Ruth Katz began her employment with EMI back in 1995 as VP in ‘Release Planning’, a position she held for the next few years. Then in 2002 she took the position of VP in EMI’s ‘Content Protection’ department and for the next 7 years she battled against music piracy on behalf of the company.
In March 2009 she left EMI to concentrate on her company ‘Ruth Katz Consultancy Ltd’ which according to the UK government’s Intellectual Property Office website engages in the following activities;
Advisory, negotiating and representational services; legal services; anti-piracy and anti-counterfeiting services; lobbying services; protection of copyright relating to music; investigation services in relation to intellectual property; information and advisory services relating to any of the aforesaid services.

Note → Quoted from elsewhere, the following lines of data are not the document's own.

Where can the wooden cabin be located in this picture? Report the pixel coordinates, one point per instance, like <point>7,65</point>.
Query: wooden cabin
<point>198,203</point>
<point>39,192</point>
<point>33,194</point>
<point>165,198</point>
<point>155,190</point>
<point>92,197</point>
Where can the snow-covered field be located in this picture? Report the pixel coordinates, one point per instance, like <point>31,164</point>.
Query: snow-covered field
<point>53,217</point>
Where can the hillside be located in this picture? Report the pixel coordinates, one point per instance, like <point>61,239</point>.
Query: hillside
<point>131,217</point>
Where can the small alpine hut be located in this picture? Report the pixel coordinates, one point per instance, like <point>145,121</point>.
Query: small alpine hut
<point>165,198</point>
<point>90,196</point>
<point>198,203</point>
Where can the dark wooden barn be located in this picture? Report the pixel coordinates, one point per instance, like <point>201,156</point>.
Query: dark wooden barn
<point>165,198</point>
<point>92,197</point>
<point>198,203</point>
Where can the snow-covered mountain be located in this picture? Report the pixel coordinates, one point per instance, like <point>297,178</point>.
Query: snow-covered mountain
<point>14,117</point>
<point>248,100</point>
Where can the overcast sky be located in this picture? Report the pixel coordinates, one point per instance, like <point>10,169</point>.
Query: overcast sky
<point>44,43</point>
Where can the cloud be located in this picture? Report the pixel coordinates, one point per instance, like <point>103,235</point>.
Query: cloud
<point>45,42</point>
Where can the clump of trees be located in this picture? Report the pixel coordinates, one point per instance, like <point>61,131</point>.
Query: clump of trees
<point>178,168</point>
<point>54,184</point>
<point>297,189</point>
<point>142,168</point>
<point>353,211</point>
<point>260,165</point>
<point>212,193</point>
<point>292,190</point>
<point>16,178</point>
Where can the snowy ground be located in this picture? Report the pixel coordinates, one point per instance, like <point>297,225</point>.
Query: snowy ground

However, Katz didn’t forget her old company. Indeed, she’s currently working hard for EMI trying to contain pre-release music piracy. But that isn’t all she’s doing.
Katz is currently engaged in an education program for primary school children, ostensibly to teach them about music and creativity.
These lessons are being trialled in six schools in the UK and if successful could be extended throughout the whole country. So what is the problem with educating children as young as five about creativity and making music? Well, nothing, but Katz isn’t exactly being upfront about what she’s trying to achieve.
While her current Linkedin profile says Katz has “initiated an education programme for primary schoolchildren to teach them about the broader aspects of creativity and making music,” it didn’t say that before the UK’s Mail on Sunday contacted her about her lessons.
So what did it say a few minutes earlier? Google cache to the rescue;
I have initiated an education programme for primary school children to teach them about copyright and anti piracy. The project has tremendous support from music industry associations most notably the IFPI and UK Music, the EMI Music Sound Foundation, the government department ~ the DSCF along with other music related industries. A pilot programme involving seven schools will go live in September with a full roll-out to English primary schools in September 2010
Katz said: “I’m financing the project entirely myself because I believe it’s an important subject.’
In England alone there are more than 17,000 primary schools. If she’s successful and gets her classes rolled out to them all, that’s going to cost a huge amount.
Financing it all her herself? Yeah, right.